En el claro de la selva había otros indios, hombres,

mujeres y niños, todos comiendo una especie de pan que

olía a plátano asado. Acababa de amanecer y con eso se

debían desayunar. Vi muchos animales que andaban sueltos

por las casas, como perros, un chigüire, un picure, un paují

y hasta un oso melero... Tendida en un chinchorro había

una anciana que no paraba de toser. Un indio muy importante,

por el respeto que inspiraba a los demás y por los

colgajos y colores que llevaba pensé que sería un brujo,

estaba al lado de la vieja recitando ensalmos o fórmulas

mágicas.
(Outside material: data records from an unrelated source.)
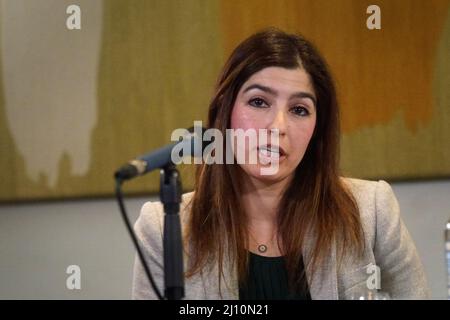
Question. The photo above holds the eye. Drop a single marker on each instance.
(257, 102)
(300, 111)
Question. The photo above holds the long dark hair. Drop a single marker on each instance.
(316, 201)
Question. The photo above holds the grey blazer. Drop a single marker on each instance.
(387, 241)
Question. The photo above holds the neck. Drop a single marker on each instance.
(261, 201)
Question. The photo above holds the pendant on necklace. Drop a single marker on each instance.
(262, 248)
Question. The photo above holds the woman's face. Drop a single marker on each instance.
(282, 99)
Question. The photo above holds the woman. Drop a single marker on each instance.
(301, 233)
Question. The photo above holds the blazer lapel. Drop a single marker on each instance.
(323, 285)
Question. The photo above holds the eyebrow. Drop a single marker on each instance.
(300, 94)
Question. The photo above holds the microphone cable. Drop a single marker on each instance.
(119, 197)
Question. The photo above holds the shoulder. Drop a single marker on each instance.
(377, 205)
(371, 196)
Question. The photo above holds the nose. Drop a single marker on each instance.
(279, 122)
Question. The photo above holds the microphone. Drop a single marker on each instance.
(191, 144)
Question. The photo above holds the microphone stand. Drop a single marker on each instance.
(170, 195)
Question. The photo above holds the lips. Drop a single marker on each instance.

La mujer no comía nada. Debía de estar enferma

y el brujo debía de estar tratando de sacarle los malos

espíritus de la enfermedad. Yo estaba tan lleno de curiosidad

que ni se me pasó por la cabeza huir o estar asustado.

El indiecito se acercó al brujo con gran reverencia y después

de un momento de conversación, un grupo de hombres con

el brujo y el indiecito a la cabeza se dirigieron hacia el lugar

en que yo me encontraba acostado. Entonces no se me ocurrió

otra cosa que cerrar los ojos y hacerme el dormido

para ganar tiempo y averiguar las intenciones de los indios

que se acercaban.

El brujo debió pensar que yo estaba enfermo porque

comenzó a recitar sus fórmulas mágicas ante mí, como

hiciera antes con la anciana. Pero como yo no estaba

seguro de qué me pasaría si abría los ojos, seguía con mi

truco, hasta que los indios se cansaron y sólo se quedaron

junto a mí, vigilándome, el brujo y el indiecito.